The title says it: The new (source-mirror DW staging from a) NoSQL
system from which I intend to design
and load a Raw (Key-Aligned) Data Vault
2, not only does not enforce referential integrity, but is also itself weak in terms of placement of, and validity of, business keys. This DV will assuredly become the authoritative system of record around which this organization understands it's operations and runs the business. It will quickly become the data repository for operational monitoring, compliance and mission-critical reporting
and, of course, analytics.
I see three related challenges:
1. The identifier fields actually define something less than a true Business Key would identify, and are also unable individually to identify a unique record, so I'll describe them herein as 'helper-identifiers'. As an example, Customer_ID is not what business stakeholders consider as a Customer, but is more aptly defined as "a system user who has initiated one or more of the processes
in an intended sequence of website registration, login, card-authentication, offer qualification, offer acceptance, and purchase." As such, the logic of a 'Customer" business keys would be, in it's simplest exressoin... 'SELECT Customer_ID ... WHERE AuthStatusCode = 52 (meaning 'completed the sequential process enough for the business to call it 'Customer' More on this in a moment.
2. The NoSQL
system's equivalent of tables often have a weakly defined granularity
, with a large number of what I've described above as 'helper-identifier' columns that "hint" at or, when used as a composite, get close to being unique record identifier, but still do not fully achieve uniqueness. The NoSQL
team seem to have piled on many such identifers not only as "convenient" foreign keys, but also in hope that they would help define granularity
. As I said before, although they help to approach granularity
(as a composite alternate key), then often do not, even as a composite, achieve it. So, on top of these identifier fields, I often also see a single PK that does by itself, define a unique record, but which is then referenced in few, if any, tables which should logically be dependent and use it as foreign key.

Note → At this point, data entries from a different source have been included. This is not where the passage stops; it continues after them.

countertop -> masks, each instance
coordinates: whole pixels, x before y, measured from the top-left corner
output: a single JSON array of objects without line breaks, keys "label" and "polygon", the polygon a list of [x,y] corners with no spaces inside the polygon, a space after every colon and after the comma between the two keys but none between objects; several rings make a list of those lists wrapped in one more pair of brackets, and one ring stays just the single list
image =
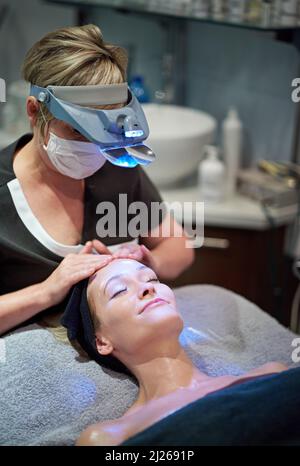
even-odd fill
[{"label": "countertop", "polygon": [[[0,149],[17,139],[16,136],[0,130]],[[185,222],[191,224],[195,220],[195,203],[201,202],[199,188],[188,186],[170,190],[161,190],[161,195],[167,203],[190,202],[185,206]],[[181,220],[180,207],[174,208],[174,215]],[[297,213],[297,205],[278,209],[269,208],[269,213],[276,225],[291,223]],[[269,221],[261,205],[240,194],[220,202],[204,203],[204,225],[228,228],[245,228],[263,230],[269,227]]]},{"label": "countertop", "polygon": [[[167,203],[172,202],[201,202],[199,188],[197,186],[177,188],[171,190],[161,190],[161,195]],[[181,219],[180,207],[174,208],[175,218]],[[194,208],[185,209],[185,222],[192,223],[195,219]],[[297,213],[297,205],[282,208],[268,208],[276,225],[286,225],[291,223]],[[252,230],[263,230],[269,227],[269,220],[266,218],[262,206],[241,194],[222,200],[220,202],[204,203],[204,225],[228,228],[244,228]]]}]

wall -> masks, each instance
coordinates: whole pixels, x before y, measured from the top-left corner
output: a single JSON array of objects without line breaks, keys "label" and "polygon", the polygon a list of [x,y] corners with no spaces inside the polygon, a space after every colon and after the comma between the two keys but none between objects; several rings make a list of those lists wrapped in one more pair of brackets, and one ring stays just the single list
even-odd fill
[{"label": "wall", "polygon": [[0,11],[8,5],[8,16],[0,18],[0,76],[10,82],[20,79],[26,51],[44,34],[75,24],[75,10],[42,0],[0,0]]},{"label": "wall", "polygon": [[[91,8],[88,20],[105,37],[133,50],[133,70],[146,77],[152,96],[162,86],[164,30],[154,17]],[[296,104],[291,81],[300,75],[299,54],[272,33],[189,22],[186,104],[221,123],[230,105],[245,126],[243,164],[292,157]],[[220,140],[220,131],[217,142]]]}]

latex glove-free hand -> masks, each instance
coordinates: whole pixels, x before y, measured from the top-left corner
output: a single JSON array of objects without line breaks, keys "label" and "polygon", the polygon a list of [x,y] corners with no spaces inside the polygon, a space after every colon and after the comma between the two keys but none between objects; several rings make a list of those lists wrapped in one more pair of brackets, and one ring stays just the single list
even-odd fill
[{"label": "latex glove-free hand", "polygon": [[111,254],[92,254],[92,248],[93,243],[89,241],[80,253],[68,254],[42,283],[50,306],[60,303],[75,283],[90,277],[112,260]]}]

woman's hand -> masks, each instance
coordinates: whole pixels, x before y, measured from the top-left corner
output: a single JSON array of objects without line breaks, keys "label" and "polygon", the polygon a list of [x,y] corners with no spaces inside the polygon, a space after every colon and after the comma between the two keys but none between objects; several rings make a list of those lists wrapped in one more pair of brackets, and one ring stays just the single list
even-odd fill
[{"label": "woman's hand", "polygon": [[60,303],[75,283],[90,277],[112,260],[111,254],[92,254],[92,249],[93,244],[88,241],[78,254],[68,254],[42,282],[50,306]]},{"label": "woman's hand", "polygon": [[158,274],[158,262],[154,254],[144,244],[127,244],[113,254],[116,259],[135,259],[150,267]]}]

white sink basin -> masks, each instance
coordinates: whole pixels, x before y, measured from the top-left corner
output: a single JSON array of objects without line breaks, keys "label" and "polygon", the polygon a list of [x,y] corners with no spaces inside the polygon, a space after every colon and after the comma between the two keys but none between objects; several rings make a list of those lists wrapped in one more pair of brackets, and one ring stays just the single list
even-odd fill
[{"label": "white sink basin", "polygon": [[207,113],[175,105],[144,104],[156,160],[145,168],[155,184],[172,185],[197,169],[202,148],[213,142],[216,120]]}]

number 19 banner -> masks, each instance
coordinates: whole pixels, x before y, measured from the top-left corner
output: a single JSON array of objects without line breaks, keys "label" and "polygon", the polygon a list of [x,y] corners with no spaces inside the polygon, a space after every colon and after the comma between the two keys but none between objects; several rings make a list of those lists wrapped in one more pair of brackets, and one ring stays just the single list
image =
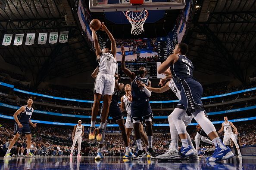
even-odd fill
[{"label": "number 19 banner", "polygon": [[27,38],[26,39],[26,43],[25,44],[28,46],[34,44],[34,37],[35,36],[35,33],[27,33]]},{"label": "number 19 banner", "polygon": [[58,42],[58,35],[59,32],[53,32],[50,33],[49,38],[49,43],[55,44]]},{"label": "number 19 banner", "polygon": [[59,42],[61,43],[65,43],[68,42],[68,38],[69,36],[69,31],[61,31],[59,33]]},{"label": "number 19 banner", "polygon": [[4,34],[3,39],[3,43],[2,43],[2,45],[4,46],[9,46],[11,45],[11,42],[12,42],[12,34]]}]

3. Nested JSON, flattened into my source-mirror staging tables, and with a logical granularity
that, although flattened into a single field in my source mirror staging tables, often contains nested levels finer than the granularity
of the fields table itself. Ouch!
I regard this as a fairly typical 'real world' NoSQL
data situation, wherein a NoSQL
platform's inherent abil
ity to relax strict data integrity rules in the name of high availabil
ity and parallel processing, allows an un-disciplined data model to take root.
I think I know how I want to design
my DV2 around this, but I'd like to hear from you people.
If you like, you can consider / critique the following approach I'm considering, or perhaps you've already encountered this, and you have another method. To summarize my considered solution, I'll just say that I might...
Raw Data Vault
: (Key aligned, but no soft business rules applied)
* Most source tables look to me like the will become Link Satellites
* Because of the above-described scenario, I foresee few, if any, Satellites
dependent direct on Hubs
will relate many Hubs
together according to units of work.
Business Data Vault
* Before looking at point-in-time tables, bridge tables
for performance, I will likely use various applications of Hubs
Applications ( see Chap. 5 of Dan's & Michael's EXCELLENT DV2 book! ) in order to either simplify the DV schema
or wrangle it into shape for consistency. Yes, I know I'm being vague here.
* Here's where I'm still just thinking about what to do: To achieve real business keys, I envision either creating a second set of Hubs
with de-duplicated records, or perhaps just employing 'Same-As Links
' for this purpose.
* JSON Parsing and/or Normalizing: If I'm going to do it, the Business Vault feels like the place for it. I suppose an ideal solution is for the underlying platform to support extensive JSON parsing on the fly, so that future changes
in the JSON, such as nesting levels going ever deeper in the future, do not break our shiny new data warehouse
Once I gain clarity on these upcoming steps (with your help, that is), I also need to figure out how and when to perform the following:
* Migration of legacy EDW
data (not DV): How much profiling and business-key discovery must I do NOW on that legacy system before finalizing my Raw DV2 design
and initiate loading from the new NoSQL
data source? This is particularly daunting to me, because from what I'm told, the legacy DW system was built around a set of legacy business rules from an increasingly outdated business model. As such, I fully expect that the business keys I will end up discovering there will be very different, perhaps even inconsistent, from those I'm working on discovering from the new NoSQL
system now, so it's hard to scope these discovery efforts into Agile time-boxes. Since I've not fully read the Agile-Scrum-DV2 material in Dan's an Michael's new book, perhaps it offers specific guidance on this. True?
Anyway, I hope that some members here have encountered similar scenarios, and I look forward to learning a thing or two. Thoughts?